27 novembre 2020 5 27 /11 /novembre /2020 15:44
 

 

 

 

 

 

LA BD:

 

 

 

 

C'est quoi ?  THE GOLDEN AGE

 

 

C'est de qui ? Robinson & Smith

 

 

La Couv':

 

 

C’est édité chez qui ? Urban Comics

 

 

Déjà croisés sur le site? Je dirais que non.

 

 

Une planche:

 

 

Ca donne Quoi ? Pas facile de (re)trouver sa place dans cette Amérique post seconde guerre mondiale, quand on est une icone en collants dont les super-pouvoirs, autrefois gages de stratification par le commun des mortels, est devenu quasiment une tare.

C’est ce que disent peu ou prou les membres de la Justice Society of America alors qu’ils peinent à aborder sereinement le cap d’une ère nouvelle.

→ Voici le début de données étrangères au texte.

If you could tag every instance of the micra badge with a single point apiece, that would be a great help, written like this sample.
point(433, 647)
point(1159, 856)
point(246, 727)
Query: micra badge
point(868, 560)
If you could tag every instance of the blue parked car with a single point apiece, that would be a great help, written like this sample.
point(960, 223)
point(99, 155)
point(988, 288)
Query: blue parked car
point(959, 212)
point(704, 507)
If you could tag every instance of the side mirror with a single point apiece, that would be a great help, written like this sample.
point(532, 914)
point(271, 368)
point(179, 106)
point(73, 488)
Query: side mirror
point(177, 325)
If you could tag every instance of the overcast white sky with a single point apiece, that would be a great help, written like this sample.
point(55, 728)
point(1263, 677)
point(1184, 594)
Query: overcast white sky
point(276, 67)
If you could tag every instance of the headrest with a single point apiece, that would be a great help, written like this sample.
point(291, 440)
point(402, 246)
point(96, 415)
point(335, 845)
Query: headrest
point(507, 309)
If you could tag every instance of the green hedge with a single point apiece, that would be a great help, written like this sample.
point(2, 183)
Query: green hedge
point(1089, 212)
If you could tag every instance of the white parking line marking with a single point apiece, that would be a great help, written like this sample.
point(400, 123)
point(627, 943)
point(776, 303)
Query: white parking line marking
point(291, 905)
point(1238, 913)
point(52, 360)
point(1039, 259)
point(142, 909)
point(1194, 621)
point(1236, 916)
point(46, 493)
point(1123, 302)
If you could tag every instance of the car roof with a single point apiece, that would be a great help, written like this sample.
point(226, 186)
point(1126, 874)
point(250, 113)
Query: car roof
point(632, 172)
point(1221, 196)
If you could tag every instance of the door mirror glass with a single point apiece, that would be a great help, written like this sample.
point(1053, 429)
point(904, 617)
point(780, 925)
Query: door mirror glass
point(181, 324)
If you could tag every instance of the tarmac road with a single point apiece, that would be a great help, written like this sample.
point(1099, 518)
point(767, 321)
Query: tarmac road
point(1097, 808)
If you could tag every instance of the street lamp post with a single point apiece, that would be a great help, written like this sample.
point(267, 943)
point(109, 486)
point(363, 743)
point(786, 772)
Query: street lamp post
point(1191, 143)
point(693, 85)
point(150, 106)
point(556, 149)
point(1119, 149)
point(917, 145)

Entre problèmes psychologiques, de couple, ou encore d’ego nos héros vont néanmoins devoir mettre tout leurs soucis de côté afin de faire face à une menace qui va venir…de l’intérieur !

 

Si l’on pensera inévitablement quelque part à l’œuvre de démystification des super héros par Alan Moore, Watchmen en tête, ne cherchons pas là pour autant une comparaison qui n’a pas lieu d’être.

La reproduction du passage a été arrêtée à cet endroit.